Face au tollé général suscité par ce report, certains législateurs de l'opposition ont tenté de bloquer les débats dans le bâtiment de l'Assemblée nationale, jusqu'à ce que les forces de sécurité interviennent et les chassent de l'estrade centrale, permettant ainsi au vote de se dérouler.

Le projet de loi contesté a finalement été adopté par 105 députés sur les 165 que compte l'Assemblée.

POURQUOI LE PRÉSIDENT SALL A-T-IL DEMANDÉ UN REPORT ?

Le président Sall, qui ne se représente pas et qui a atteint la limite constitutionnelle de deux mandats au pouvoir, a déclaré qu'il avait reporté le scrutin en raison d'un différend sur la liste des candidats et d'allégations de corruption au sein de l'organe constitutionnel qui l'a compilée.

"Ces conditions difficiles pourraient sérieusement compromettre la crédibilité du scrutin en semant les germes de contestations pré- et post-électorales", a-t-il déclaré dans un discours surprise à la nation, quelques heures avant le début de la campagne officielle.

Le Parti démocratique sénégalais (PDS), parti d'opposition dont le candidat a été exclu de la liste finale en raison de problèmes de double nationalité, soutient le report et a proposé le projet de loi de report au parlement avant le discours de M. Sall.

QUE DISENT SES OPPOSANTS ?

D'autres groupes de l'opposition et de la société civile ont rejeté avec colère le report, certains accusant M. Sall d'orchestrer un "coup d'État institutionnel" pour prolonger son mandat.

Au moins trois des 20 candidats à la présidence ont déposé des recours juridiques contre le report, comme le montrent des documents du Conseil constitutionnel.

Deux autres candidats ont promis de le contester devant les tribunaux, ce qui laisse présager une longue bataille juridique.

POURQUOI CE RETARD EST-IL IMPORTANT ?

Le Sénégal n'a jamais retardé un scrutin présidentiel.
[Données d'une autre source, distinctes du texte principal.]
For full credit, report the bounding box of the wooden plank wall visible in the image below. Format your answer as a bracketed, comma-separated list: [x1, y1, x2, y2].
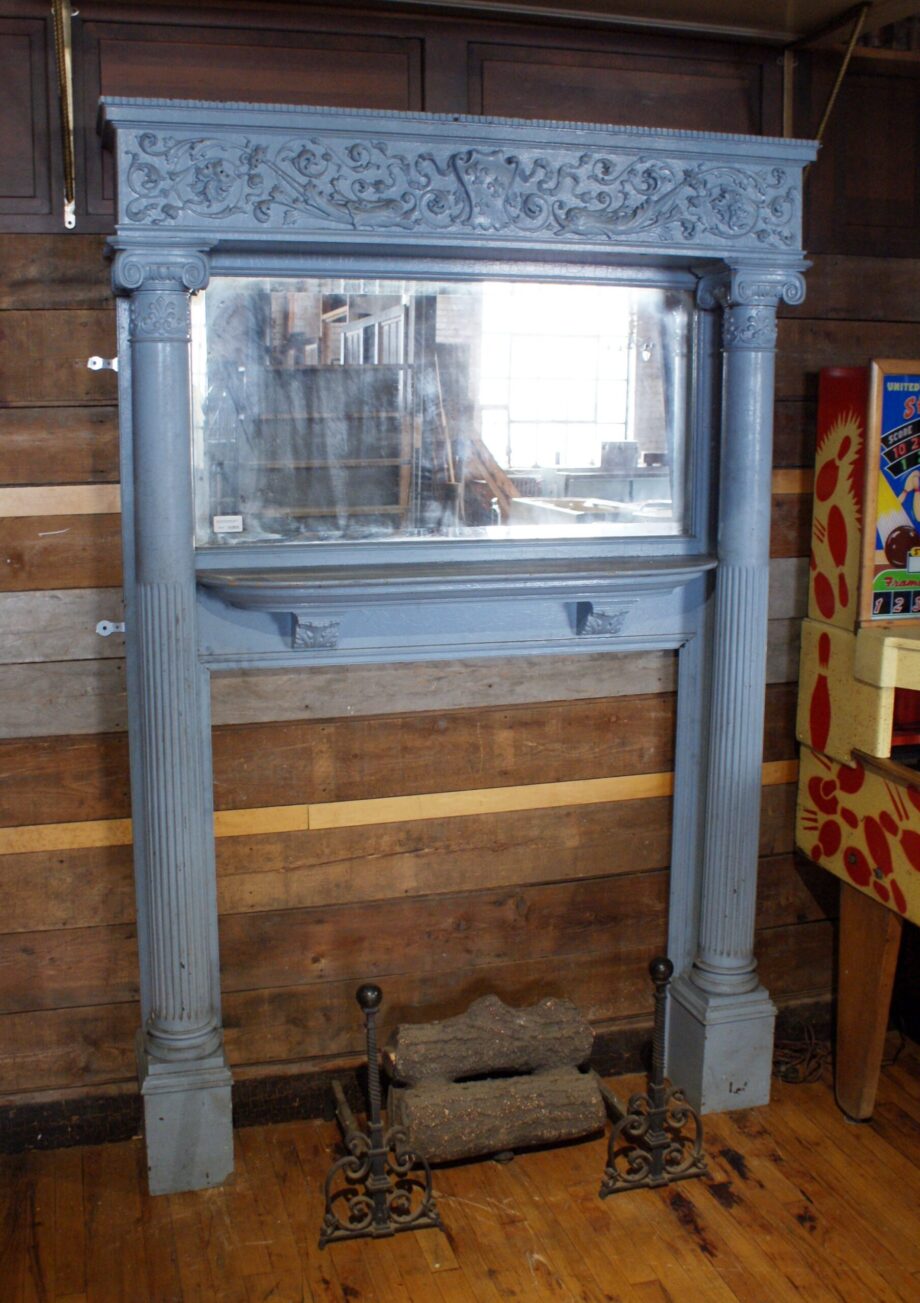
[0, 4, 920, 1120]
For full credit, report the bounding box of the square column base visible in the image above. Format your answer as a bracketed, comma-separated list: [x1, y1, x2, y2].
[667, 976, 777, 1113]
[137, 1032, 233, 1195]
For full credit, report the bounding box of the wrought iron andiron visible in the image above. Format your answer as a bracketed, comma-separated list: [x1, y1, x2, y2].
[601, 958, 706, 1199]
[319, 984, 442, 1248]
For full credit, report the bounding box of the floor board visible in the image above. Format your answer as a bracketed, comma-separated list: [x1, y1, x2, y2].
[0, 1045, 920, 1303]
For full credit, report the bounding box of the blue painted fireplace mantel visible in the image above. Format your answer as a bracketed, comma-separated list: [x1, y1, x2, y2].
[100, 99, 816, 1192]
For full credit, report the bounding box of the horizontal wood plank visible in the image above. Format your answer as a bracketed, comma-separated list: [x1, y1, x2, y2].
[211, 652, 676, 724]
[0, 485, 121, 516]
[779, 254, 920, 322]
[0, 515, 121, 593]
[0, 924, 139, 1014]
[0, 917, 833, 1102]
[0, 233, 112, 311]
[770, 494, 812, 556]
[0, 588, 125, 667]
[0, 1003, 141, 1102]
[0, 667, 128, 737]
[221, 948, 665, 1067]
[0, 870, 667, 1014]
[0, 783, 797, 932]
[755, 919, 835, 999]
[757, 853, 839, 928]
[0, 308, 116, 407]
[0, 403, 119, 485]
[214, 694, 672, 809]
[777, 317, 920, 400]
[773, 399, 818, 469]
[0, 622, 801, 737]
[0, 846, 134, 933]
[0, 760, 799, 855]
Ses quatre transitions pacifiques du pouvoir par les urnes depuis son indépendance de la France en 1960 lui ont valu la réputation d'être l'une des démocraties les plus stables d'Afrique de l'Ouest.

Ce brusque report a consterné ceux qui pensaient que le Sénégal s'en tiendrait à un processus électoral standard, de plus en plus rare en Afrique de l'Ouest, où les prises de pouvoir militaires et les manœuvres constitutionnelles ont fait reculer la démocratie dans de nombreux pays au cours des dernières années.

QUE SE PASSERA-T-IL ENSUITE ?

L'annonce de M. Sall et le tollé qu'elle a suscité ont fait craindre au pays une répétition des manifestations violentes qui ont éclaté au cours des trois dernières années en raison des craintes qu'il ne tente de briguer un troisième mandat et de la mise à l'écart présumée de ses rivaux politiques.

Après le vote reportant l'élection au 15 décembre, le principal bloc politique et économique d'Afrique de l'Ouest, la CEDEAO, a exprimé son inquiétude et a exhorté les responsables politiques à prendre des mesures pour rétablir un calendrier électoral conforme à la constitution.

La CEDEAO a eu recours à des sanctions et à d'autres pressions pour tenter de forcer les pays de la région à retrouver une assise démocratique plus solide au cours des dernières années, mais ses efforts se sont révélés largement inefficaces.

"Un report pourrait ouvrir la porte à d'autres reports et permettre au président de faire beaucoup de choses", selon une analyse de Barclays.

L'agence de notation Moody's a averti que tout report prolongé de l'élection pourrait entraver l'assainissement budgétaire prévu par le pays en rendant plus difficile la mise en œuvre des politiques, notamment l'élimination progressive des subventions énergétiques promise d'ici à 2025.